Seulement, aucune de ces dénégations, les unes plus véhémentes que les autres, n’apporte la moindre preuve du contraire des résultats communiqués. Ceux qui, nombreux, s’y sont essayés, ont versé dans des affirmations souvent gratuites et passionnelles, manifestement dictées par leurs positionnements politiques.

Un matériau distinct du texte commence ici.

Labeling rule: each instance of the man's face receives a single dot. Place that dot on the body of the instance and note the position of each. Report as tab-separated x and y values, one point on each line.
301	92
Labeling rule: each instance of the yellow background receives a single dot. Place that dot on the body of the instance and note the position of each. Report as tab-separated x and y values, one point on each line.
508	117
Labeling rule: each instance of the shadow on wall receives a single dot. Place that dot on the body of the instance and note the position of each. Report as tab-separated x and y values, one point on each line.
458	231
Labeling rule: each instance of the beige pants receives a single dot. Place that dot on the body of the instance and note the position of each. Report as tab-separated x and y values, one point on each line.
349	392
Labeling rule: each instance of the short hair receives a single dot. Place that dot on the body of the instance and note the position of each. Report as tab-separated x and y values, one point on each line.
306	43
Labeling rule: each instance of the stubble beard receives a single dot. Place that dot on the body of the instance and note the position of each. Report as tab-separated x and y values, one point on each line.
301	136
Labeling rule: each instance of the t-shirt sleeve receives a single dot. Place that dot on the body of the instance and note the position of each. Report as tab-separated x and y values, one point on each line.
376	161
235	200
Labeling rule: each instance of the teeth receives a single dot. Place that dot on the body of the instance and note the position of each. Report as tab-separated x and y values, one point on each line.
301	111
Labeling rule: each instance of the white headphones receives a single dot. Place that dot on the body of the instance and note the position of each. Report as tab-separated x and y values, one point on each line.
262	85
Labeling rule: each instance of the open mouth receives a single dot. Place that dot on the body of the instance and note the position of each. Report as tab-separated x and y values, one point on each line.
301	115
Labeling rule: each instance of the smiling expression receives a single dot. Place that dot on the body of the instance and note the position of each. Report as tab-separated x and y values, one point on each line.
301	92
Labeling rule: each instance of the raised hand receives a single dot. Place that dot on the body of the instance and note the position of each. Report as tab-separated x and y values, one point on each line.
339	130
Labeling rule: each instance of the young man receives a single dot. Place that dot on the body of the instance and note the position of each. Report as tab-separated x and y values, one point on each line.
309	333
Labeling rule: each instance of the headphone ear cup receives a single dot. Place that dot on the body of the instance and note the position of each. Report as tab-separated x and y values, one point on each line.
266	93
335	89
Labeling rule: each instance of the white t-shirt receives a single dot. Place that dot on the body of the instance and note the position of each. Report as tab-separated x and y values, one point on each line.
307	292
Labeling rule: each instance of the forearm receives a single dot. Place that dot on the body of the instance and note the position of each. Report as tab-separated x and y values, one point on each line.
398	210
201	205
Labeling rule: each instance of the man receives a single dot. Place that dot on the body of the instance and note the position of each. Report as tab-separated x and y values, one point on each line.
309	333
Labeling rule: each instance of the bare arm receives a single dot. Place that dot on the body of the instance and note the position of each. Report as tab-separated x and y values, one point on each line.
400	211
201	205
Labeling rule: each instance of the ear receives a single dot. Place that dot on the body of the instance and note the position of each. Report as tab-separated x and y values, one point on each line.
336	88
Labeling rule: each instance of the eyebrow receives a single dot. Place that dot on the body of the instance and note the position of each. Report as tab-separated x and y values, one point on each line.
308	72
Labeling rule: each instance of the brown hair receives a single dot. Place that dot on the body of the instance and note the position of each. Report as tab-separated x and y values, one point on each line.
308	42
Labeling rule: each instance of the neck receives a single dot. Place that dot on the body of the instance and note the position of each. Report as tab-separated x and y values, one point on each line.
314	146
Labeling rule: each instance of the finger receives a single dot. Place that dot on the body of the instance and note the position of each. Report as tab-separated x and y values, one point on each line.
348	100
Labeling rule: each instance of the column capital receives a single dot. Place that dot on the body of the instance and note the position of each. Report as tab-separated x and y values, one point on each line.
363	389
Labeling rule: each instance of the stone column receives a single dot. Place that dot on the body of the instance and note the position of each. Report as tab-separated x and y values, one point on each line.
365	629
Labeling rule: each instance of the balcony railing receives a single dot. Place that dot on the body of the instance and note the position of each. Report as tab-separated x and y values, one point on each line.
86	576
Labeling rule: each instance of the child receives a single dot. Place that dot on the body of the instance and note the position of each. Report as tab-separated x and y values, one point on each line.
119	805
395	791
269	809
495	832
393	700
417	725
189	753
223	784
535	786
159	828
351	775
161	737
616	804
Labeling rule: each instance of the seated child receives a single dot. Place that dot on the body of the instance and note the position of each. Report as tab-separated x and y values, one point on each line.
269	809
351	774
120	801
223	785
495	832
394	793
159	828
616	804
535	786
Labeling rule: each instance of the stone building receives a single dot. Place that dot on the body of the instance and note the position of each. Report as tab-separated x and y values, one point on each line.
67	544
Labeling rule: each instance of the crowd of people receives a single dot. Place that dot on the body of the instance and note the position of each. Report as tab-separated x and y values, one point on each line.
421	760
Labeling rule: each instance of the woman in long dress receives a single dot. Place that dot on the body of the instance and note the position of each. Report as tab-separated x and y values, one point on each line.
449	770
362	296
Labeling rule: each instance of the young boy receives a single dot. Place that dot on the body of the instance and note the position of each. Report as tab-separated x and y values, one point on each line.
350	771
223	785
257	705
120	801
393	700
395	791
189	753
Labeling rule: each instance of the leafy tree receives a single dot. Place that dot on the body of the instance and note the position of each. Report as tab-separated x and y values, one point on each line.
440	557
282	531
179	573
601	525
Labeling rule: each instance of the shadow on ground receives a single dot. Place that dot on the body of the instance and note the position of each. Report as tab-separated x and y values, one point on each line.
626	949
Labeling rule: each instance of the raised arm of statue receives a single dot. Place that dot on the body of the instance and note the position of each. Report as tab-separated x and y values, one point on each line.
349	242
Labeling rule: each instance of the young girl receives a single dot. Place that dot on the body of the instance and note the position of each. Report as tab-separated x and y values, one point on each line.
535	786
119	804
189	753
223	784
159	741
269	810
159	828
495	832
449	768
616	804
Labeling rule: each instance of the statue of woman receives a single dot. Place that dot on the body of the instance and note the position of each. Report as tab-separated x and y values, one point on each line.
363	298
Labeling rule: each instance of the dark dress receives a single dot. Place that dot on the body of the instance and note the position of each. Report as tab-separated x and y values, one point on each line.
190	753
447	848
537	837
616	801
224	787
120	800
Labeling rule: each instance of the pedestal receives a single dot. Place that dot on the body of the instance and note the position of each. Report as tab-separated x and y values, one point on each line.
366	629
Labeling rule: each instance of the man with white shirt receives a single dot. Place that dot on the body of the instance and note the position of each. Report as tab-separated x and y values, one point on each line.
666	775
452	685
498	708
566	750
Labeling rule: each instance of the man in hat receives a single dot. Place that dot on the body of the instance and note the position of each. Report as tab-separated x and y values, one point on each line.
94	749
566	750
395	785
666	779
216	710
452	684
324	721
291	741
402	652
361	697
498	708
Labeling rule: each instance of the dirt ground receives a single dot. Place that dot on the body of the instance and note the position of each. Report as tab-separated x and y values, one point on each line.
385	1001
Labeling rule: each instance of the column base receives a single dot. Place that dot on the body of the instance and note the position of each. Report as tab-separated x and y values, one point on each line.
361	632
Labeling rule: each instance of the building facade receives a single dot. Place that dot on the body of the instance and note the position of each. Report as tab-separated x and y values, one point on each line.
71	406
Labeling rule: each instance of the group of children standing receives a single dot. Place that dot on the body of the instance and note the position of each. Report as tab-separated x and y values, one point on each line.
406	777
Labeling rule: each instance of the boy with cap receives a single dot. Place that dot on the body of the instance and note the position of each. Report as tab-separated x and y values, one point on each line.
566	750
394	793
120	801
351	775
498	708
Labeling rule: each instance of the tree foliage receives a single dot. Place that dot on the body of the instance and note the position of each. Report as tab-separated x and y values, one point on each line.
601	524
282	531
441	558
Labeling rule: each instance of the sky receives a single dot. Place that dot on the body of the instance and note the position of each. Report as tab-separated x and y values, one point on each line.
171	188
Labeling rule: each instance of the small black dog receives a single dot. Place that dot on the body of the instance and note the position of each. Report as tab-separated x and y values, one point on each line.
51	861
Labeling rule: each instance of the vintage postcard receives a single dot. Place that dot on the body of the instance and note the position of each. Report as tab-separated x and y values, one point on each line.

Sur les réseaux sociaux, des internautes se sont découverts qualités et dons de criminologues et de spécialistes de la ballistique, publiant moult thèses et illustrations pour expliquer à leur manière le décès de Chérubin Okende. C’est le cas de ces clichés présentant des impacts de balles d’armes à feu, entrant et sortant, diffusés pour contester la thèse de la balle tirée de droite à gauche et ressortie par le pare-brise avant gauche de la jeep du défunt. Selon cette thèse, le tueur aurait donc tiré sur le défunt assis sur le siège avant gauche du véhicule.
Malheureusement, photos du véhicule du défunt et de l’impact de la balle meurtrière à l’appui, l’exercice aurait davantage relevé de la prestidigitation que des impératifs d’un meurtre. «On voit mal un assassin se compliquer la tâche en évitant la vitre de la portière avant gauche, ou encore le pare-brise avant d’où il pouvait tout aussi bien et même mieux atteindre à coup sûr l’homme assis dans le véhicule. Et préférer le laborieux exercice de viser à partir du pare-brise en caoutchouc», explique à nos rédactions un officier FARDC spécialiste de la ballistique. «On ne voit ça que dans des films. En réalité, les assassins sont toujours pressés parce qu’ils craignent de se faire prendre. Ils n’ont donc pas le temps de soigner à ce point l’angle de tir», conclut-il.
Une autre thèse, défendue par les pourfendeurs de l’expertise présentée le 29 février à Kinshasa, suggère que le corps du défunt ait été replacé dans le véhicule après son assassinat. Elle est contredite par les caractéristiques technologiques de la Lexus dans laquelle fut retrouvé le corps inanimé, qui ne peut s’ouvrir ni se refermer de l’extérieur. Autrement dit, en admettant que le corps du défunt eut été replacé dans le véhicule, comment l’(les) assassin(s) aurai(en)t-il(s) refermé les portières ?
Certes, plusieurs questions sur la mort de Chérubin Okende restent encore sans réponses. Mais contre des thèses scientifiques manifestement avérées (on se croirait en présence d’une présentation du célèbre chroniqueur français Pierre Bellemarre), seules des thèses de même facture peuvent valoir contre-arguments plausibles. Et, il n’y en a pas encore.